# Unable to login to review area



## copper (Jun 6, 2005)

I want to do a review but am unable to access the protected area. Is this because I just registered? I do know the login and password but it's not being accepted.

copper


----------



## Makai Guy (Jun 6, 2005)

If you have the current TUG Member username and password (same for all users, not what you use individually on the bbs) then it should let you in.  Note both are case sensitive and must be entered in all lower case letters.  If you're doing a copy/paste to enter them, note that any extra spaces carried along at front or back will also prevent them from being recognized.

Since this post relates to TUG rather than US-Central resorts, I'm moving it to TUG General.


----------



## copper (Jun 6, 2005)

Still does not work. Lower case and no spaces.

I do know the login and password unless the password has changed in the last 10 days or so.


----------



## Dave M (Jun 6, 2005)

Although you know the current TUG member password, you entered the old one in your profile when you registered for the new BBS today. If that's the one you are using, it's not the one that's been in effect since last November. 
Also, if you correct the password in your profile, you'll show up in your posts as a TUG Member, not as a Guest - as you currently do.

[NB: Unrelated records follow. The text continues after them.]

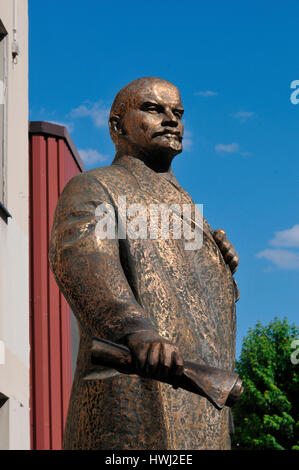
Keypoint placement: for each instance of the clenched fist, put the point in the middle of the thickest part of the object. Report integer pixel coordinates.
(228, 251)
(154, 356)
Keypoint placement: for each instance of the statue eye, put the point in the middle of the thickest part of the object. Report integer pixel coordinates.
(178, 113)
(152, 108)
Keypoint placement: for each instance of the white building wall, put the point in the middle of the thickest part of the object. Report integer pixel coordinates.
(14, 243)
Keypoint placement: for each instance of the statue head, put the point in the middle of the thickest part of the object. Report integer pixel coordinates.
(146, 119)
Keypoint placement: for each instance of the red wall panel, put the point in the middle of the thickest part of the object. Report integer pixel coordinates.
(53, 162)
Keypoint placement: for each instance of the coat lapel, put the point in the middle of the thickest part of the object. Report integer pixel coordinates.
(160, 189)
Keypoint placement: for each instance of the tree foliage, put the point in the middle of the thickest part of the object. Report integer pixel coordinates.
(267, 414)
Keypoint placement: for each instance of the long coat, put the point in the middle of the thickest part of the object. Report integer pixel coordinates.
(119, 286)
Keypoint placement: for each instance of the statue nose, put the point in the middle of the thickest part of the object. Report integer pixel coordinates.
(170, 119)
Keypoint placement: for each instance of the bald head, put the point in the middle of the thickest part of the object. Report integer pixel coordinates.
(145, 117)
(130, 93)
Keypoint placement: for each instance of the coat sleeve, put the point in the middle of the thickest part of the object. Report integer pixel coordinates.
(87, 269)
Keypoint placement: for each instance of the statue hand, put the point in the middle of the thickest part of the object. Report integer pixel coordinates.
(228, 251)
(154, 356)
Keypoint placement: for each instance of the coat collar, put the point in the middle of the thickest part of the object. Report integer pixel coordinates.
(158, 187)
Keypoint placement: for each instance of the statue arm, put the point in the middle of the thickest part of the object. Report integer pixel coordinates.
(88, 270)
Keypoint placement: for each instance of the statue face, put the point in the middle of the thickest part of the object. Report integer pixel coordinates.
(153, 121)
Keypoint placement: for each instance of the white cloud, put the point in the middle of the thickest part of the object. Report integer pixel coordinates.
(69, 125)
(287, 238)
(206, 93)
(96, 111)
(242, 115)
(227, 148)
(92, 156)
(283, 259)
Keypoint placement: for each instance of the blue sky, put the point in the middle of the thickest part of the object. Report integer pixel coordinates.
(233, 62)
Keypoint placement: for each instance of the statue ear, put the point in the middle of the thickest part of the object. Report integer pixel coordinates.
(115, 125)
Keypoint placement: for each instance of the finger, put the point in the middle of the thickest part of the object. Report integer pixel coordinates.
(234, 264)
(229, 255)
(219, 235)
(153, 356)
(224, 246)
(141, 358)
(177, 363)
(165, 359)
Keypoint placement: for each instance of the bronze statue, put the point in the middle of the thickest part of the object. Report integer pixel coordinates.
(160, 302)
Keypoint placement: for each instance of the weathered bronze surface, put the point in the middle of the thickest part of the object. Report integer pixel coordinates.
(219, 387)
(163, 302)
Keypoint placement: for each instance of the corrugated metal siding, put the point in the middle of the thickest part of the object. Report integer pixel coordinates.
(52, 165)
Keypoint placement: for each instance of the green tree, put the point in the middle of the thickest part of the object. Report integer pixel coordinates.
(267, 414)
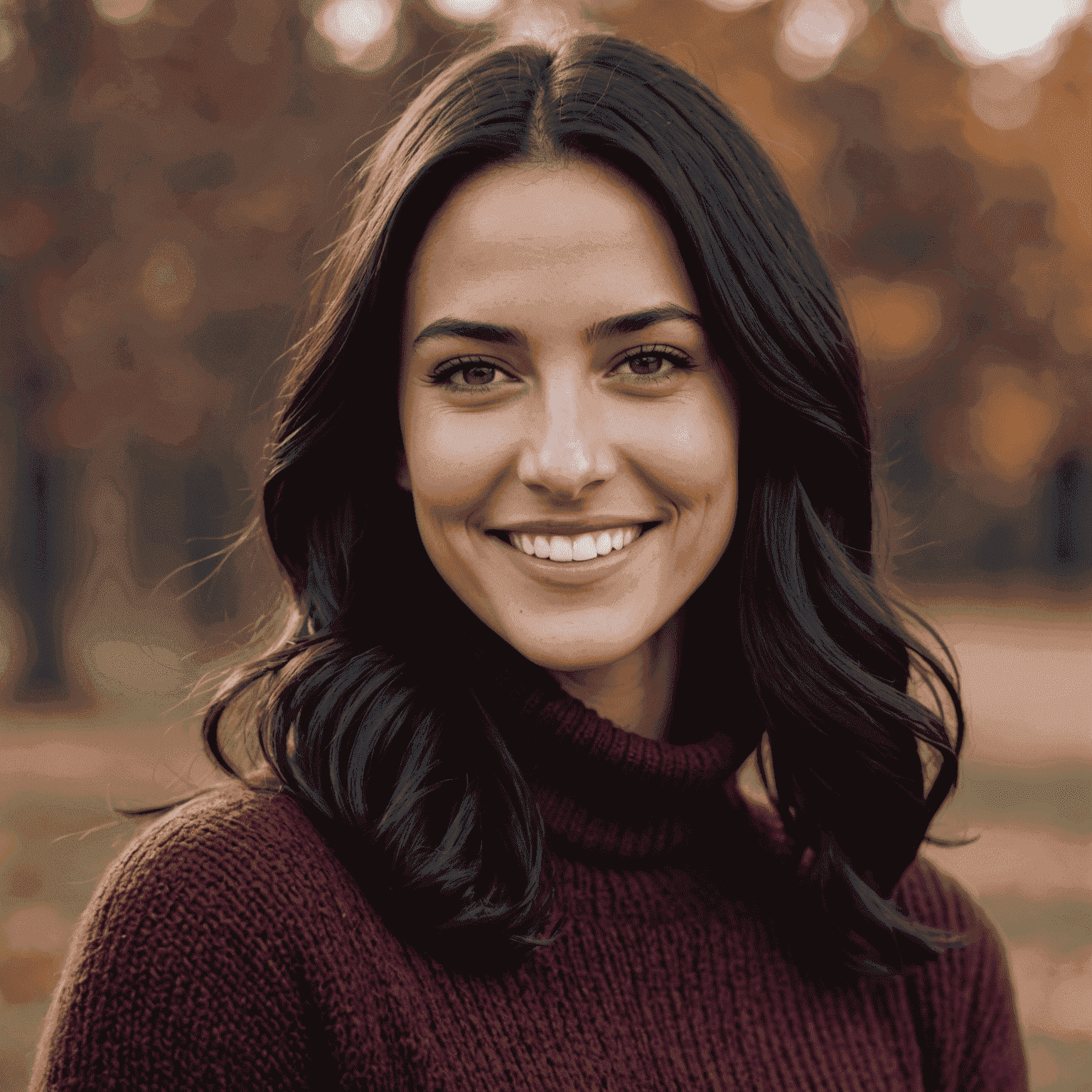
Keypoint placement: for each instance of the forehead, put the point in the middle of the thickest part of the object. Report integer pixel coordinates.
(580, 235)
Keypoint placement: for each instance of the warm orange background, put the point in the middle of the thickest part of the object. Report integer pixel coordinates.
(168, 169)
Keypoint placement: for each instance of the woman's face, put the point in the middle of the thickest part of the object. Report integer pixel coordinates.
(554, 387)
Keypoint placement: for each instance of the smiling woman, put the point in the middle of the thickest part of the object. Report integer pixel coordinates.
(599, 410)
(572, 488)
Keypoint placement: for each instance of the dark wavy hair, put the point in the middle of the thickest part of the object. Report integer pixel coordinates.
(374, 712)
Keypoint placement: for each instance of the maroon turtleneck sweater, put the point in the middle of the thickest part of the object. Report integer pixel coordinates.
(228, 948)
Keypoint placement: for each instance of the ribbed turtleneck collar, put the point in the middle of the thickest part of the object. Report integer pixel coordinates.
(605, 791)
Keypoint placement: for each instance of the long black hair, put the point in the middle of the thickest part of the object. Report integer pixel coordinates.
(374, 711)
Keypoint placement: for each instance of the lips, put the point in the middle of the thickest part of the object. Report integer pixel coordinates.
(579, 550)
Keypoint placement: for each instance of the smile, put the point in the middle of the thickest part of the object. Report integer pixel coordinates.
(590, 550)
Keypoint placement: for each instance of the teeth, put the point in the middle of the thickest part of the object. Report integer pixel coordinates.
(574, 548)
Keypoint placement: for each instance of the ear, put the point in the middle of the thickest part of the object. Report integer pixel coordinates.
(402, 472)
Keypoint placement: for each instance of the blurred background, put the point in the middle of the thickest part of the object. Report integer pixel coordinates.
(168, 169)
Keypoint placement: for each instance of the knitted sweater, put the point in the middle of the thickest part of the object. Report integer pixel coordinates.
(228, 948)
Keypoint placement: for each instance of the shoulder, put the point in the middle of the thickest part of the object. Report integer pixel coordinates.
(933, 896)
(228, 831)
(963, 1002)
(250, 861)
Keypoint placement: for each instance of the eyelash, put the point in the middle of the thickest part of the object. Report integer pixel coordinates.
(441, 376)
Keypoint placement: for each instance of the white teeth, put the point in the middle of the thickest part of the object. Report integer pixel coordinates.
(560, 548)
(583, 548)
(574, 548)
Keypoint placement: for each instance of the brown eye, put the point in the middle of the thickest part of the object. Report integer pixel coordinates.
(646, 365)
(478, 375)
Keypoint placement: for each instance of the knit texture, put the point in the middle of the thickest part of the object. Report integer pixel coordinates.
(228, 948)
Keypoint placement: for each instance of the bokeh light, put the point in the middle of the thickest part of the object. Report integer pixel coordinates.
(987, 31)
(1012, 422)
(350, 26)
(466, 11)
(815, 32)
(167, 279)
(894, 321)
(122, 11)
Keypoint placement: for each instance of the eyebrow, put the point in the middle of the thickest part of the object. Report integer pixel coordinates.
(609, 328)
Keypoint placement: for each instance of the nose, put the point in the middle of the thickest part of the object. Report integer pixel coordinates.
(567, 448)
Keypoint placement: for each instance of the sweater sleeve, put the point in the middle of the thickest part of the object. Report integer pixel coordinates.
(181, 973)
(965, 1005)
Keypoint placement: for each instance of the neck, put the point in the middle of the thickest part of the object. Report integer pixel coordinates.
(637, 692)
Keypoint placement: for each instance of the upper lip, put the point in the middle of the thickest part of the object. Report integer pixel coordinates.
(570, 527)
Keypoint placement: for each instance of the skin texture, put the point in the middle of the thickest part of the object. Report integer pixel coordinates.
(564, 429)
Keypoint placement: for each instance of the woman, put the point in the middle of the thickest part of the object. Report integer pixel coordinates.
(572, 487)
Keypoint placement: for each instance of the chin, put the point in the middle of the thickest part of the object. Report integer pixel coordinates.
(567, 654)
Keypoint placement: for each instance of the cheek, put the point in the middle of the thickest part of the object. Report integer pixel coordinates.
(454, 459)
(700, 450)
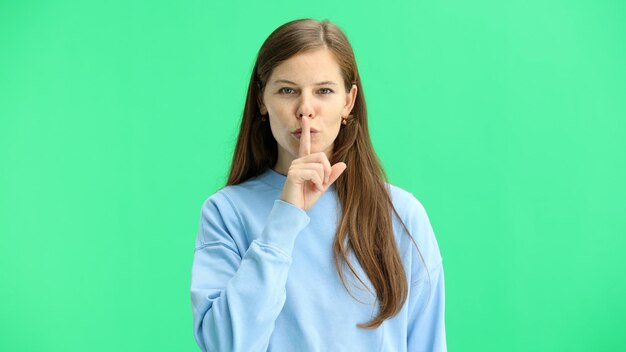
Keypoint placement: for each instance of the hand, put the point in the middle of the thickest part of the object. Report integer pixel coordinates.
(310, 175)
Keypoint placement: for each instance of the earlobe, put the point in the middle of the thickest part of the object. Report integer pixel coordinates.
(259, 101)
(350, 99)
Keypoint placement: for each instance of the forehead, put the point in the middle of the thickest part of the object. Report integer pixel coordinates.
(308, 67)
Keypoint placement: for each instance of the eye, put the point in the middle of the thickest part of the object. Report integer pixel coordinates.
(286, 90)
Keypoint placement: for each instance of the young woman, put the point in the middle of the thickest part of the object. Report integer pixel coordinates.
(307, 247)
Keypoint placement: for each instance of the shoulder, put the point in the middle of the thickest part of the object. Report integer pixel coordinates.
(405, 203)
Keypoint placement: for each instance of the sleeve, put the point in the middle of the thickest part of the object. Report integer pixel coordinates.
(237, 298)
(426, 329)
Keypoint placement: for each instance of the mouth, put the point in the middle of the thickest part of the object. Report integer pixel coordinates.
(299, 130)
(298, 133)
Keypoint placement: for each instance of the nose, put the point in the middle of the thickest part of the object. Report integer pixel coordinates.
(305, 108)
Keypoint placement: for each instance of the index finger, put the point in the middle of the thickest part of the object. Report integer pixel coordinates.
(305, 138)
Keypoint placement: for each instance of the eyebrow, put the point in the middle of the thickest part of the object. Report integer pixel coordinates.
(324, 83)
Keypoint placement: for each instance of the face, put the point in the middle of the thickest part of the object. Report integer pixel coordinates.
(309, 84)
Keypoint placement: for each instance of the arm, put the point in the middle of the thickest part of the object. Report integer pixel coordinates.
(426, 330)
(237, 298)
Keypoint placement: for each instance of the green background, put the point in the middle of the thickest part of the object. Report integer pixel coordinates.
(507, 119)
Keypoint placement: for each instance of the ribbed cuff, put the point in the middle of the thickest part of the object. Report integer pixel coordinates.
(283, 226)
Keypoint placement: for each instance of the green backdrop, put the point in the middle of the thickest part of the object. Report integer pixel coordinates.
(505, 118)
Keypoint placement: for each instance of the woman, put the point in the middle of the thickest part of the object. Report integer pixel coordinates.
(308, 248)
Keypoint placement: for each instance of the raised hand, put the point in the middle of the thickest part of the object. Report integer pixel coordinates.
(310, 175)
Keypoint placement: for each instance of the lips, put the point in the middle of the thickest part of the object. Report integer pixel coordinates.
(299, 130)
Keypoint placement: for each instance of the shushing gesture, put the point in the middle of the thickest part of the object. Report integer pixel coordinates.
(310, 175)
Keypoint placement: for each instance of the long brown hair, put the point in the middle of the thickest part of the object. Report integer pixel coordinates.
(366, 221)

If you still have problems, you might want to utilize the TUG password help form at this link -  http://www.tug2.net/passwordhelp.htm


----------



## copper (Jun 7, 2005)

Dave M said:
			
		

> Although you know the current TUG member password, you entered the old one in your profile when you registered for the new BBS today. If that's the one you are using, it's not the one that's been in effect since last November.
> Also, if you correct the password in your profile, you'll show up in your posts as a TUG Member, not as a Guest - as you currently do.
> 
> If you still have problems, you might want to utilize the TUG password help form at this link -  http://www.tug2.net/passwordhelp.htm



Hmm... the old 3 letter one worked until just yesterday. I don't remember getting the new one but now that I got it from Bill it appears to be working fine.


----------